欧州主要リーグではシーズン最終盤を迎えており、「Player of the Year」の投票受け付けを始めるクラブも出始めている。

スコットランド1部のセント・ミレンも今週8日に今季の最優秀選手が発表される見込みだが、それより一足早くある非公式サイトが結果(本家とは別物)を発表。 それがなんとも素敵だったと、『BBC』が伝えていた。

セント・ミレンのNo.1(自称)非公式サイトである「blackandwhitearmy.com」がサポーター投票の結果として発表した“Player of the Year 2015"はアーロン ・ウッダールくん。

彼はトップチームの選手でもなければ、期待の若手選手というわけでもなく、アカデミーに所属する弱冠6歳の少年である。

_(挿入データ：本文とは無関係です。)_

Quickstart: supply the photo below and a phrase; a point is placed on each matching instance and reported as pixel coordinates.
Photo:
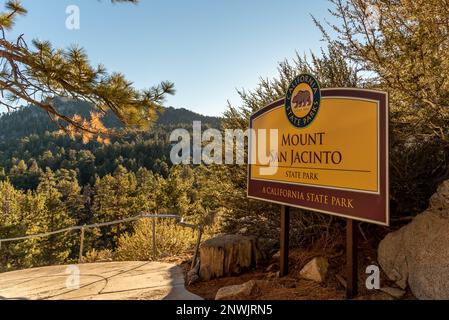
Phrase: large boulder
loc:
(418, 253)
(315, 269)
(227, 255)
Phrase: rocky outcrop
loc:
(228, 255)
(418, 253)
(315, 269)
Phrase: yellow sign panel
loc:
(340, 149)
(324, 150)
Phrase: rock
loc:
(276, 255)
(315, 270)
(236, 292)
(418, 254)
(394, 292)
(228, 255)
(271, 267)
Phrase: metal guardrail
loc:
(179, 221)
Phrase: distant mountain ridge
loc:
(32, 120)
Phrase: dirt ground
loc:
(293, 287)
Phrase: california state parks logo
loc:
(302, 101)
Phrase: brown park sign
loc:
(323, 149)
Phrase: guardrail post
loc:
(80, 259)
(197, 247)
(154, 238)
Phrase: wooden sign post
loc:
(285, 240)
(324, 150)
(351, 258)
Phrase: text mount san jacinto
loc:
(332, 161)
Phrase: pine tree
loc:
(53, 216)
(43, 71)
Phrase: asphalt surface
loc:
(97, 281)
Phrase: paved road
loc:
(97, 281)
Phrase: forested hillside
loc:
(30, 143)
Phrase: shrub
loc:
(171, 239)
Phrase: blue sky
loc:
(208, 48)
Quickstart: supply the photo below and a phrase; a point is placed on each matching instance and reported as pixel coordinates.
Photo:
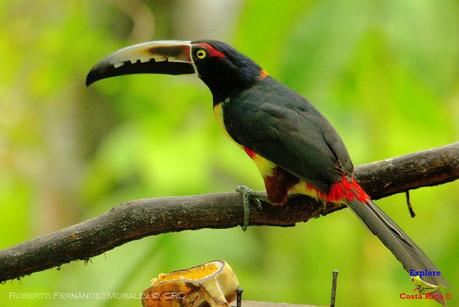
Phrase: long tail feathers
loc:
(396, 240)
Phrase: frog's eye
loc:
(201, 54)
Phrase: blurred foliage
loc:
(386, 73)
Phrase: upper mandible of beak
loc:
(156, 57)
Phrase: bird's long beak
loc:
(156, 57)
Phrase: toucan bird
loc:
(295, 148)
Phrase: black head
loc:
(222, 68)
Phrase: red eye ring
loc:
(211, 51)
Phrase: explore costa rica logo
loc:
(424, 290)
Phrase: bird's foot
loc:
(248, 196)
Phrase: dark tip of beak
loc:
(91, 78)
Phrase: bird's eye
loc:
(201, 54)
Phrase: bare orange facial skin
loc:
(211, 50)
(263, 74)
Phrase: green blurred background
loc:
(386, 73)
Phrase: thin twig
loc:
(334, 282)
(408, 203)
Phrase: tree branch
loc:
(136, 219)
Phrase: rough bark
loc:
(139, 218)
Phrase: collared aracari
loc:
(295, 148)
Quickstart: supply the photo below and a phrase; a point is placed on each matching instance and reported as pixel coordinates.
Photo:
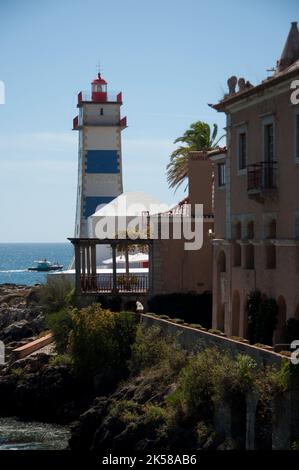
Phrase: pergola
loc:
(89, 281)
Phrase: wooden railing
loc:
(104, 283)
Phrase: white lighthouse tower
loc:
(99, 161)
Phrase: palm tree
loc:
(198, 137)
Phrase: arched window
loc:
(270, 231)
(249, 256)
(250, 230)
(236, 314)
(221, 262)
(237, 254)
(296, 227)
(281, 319)
(237, 230)
(270, 256)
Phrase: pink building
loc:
(256, 198)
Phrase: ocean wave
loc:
(14, 271)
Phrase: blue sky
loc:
(169, 58)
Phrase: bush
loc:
(57, 294)
(214, 331)
(61, 323)
(196, 326)
(191, 307)
(100, 341)
(291, 330)
(60, 359)
(261, 318)
(151, 349)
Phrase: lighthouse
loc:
(99, 124)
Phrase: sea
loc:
(16, 258)
(28, 435)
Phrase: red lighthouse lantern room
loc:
(99, 89)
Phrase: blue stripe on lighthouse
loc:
(102, 161)
(92, 202)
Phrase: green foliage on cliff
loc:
(61, 324)
(100, 341)
(261, 318)
(56, 295)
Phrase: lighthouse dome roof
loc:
(99, 81)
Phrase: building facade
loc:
(256, 243)
(176, 269)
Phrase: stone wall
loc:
(279, 429)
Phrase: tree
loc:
(198, 137)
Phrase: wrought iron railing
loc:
(262, 176)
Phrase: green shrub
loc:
(18, 372)
(291, 330)
(60, 359)
(195, 325)
(215, 331)
(61, 324)
(151, 349)
(56, 294)
(100, 341)
(261, 318)
(127, 411)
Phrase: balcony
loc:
(104, 283)
(99, 97)
(75, 123)
(262, 181)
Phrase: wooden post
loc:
(94, 266)
(114, 284)
(78, 268)
(83, 265)
(150, 267)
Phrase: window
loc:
(270, 256)
(249, 256)
(269, 142)
(242, 150)
(221, 174)
(297, 136)
(296, 226)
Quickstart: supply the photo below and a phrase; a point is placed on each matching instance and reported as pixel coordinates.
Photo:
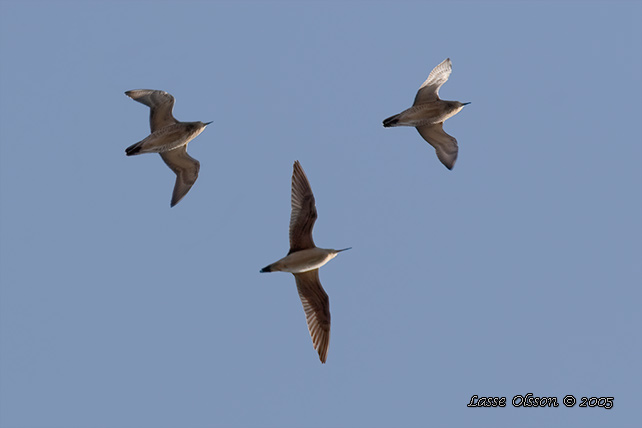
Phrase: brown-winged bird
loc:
(428, 114)
(304, 261)
(169, 138)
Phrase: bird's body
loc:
(429, 112)
(169, 138)
(304, 260)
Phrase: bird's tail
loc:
(134, 149)
(391, 121)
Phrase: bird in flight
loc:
(304, 261)
(169, 138)
(429, 112)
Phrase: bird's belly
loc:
(304, 260)
(166, 139)
(423, 114)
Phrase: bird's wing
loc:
(317, 310)
(429, 91)
(445, 145)
(160, 104)
(186, 169)
(304, 211)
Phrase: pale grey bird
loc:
(169, 138)
(304, 261)
(429, 112)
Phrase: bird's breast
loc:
(305, 260)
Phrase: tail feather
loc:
(391, 121)
(134, 149)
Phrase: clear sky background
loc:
(518, 272)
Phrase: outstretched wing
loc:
(304, 211)
(429, 91)
(186, 169)
(317, 310)
(160, 104)
(444, 144)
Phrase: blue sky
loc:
(517, 272)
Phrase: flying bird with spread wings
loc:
(304, 260)
(169, 138)
(429, 112)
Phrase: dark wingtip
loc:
(390, 121)
(132, 150)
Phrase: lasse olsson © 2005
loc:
(527, 400)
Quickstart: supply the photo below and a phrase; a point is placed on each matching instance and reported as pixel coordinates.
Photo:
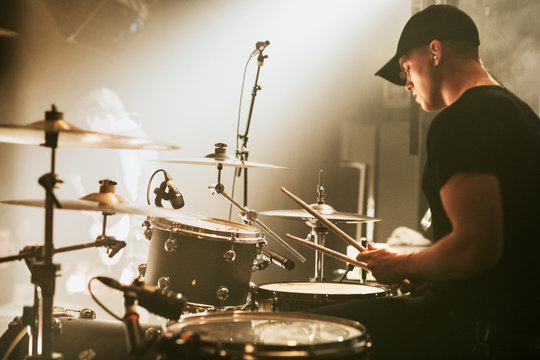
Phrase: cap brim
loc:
(391, 71)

2008年生まれの子供たちが所属するアカデミーに在籍しているアーロンくんは昨年末、脳腫瘍と診断されたそう。 アーロンくんは手術を受けた後、集中的な放射線療法を施され、現在は化学療法で治療を行い、病と闘っているという。

同サイトでは「アーロンの強さと勇気は我々全員を鼓舞するものであり、フットボールよりもっと大事な身近なことについて思い出されてくれるタイムリーなものだった」、 「おめでとう、アーロン。継続的に回復していくことを心より祈っている」などと伝えるとともに、サイトからのトロフィーをアーロンくんに贈呈してくれるようクラブにお願いするともしている。

サポーターたちのなんとも素敵な心遣いといえそうなこの話題は『BBC』のほか、クラブ公式Twitterでもピックアップされていた。

なお、レギュラーシーズン最下位だったセント・ミレンは下位6チームによる2ndフェーズを戦っている最中だが、かなり厳しい(降格が近い)状況になっている。それだけに、トップチームからは選びにくかったということもあるのかもしれない…。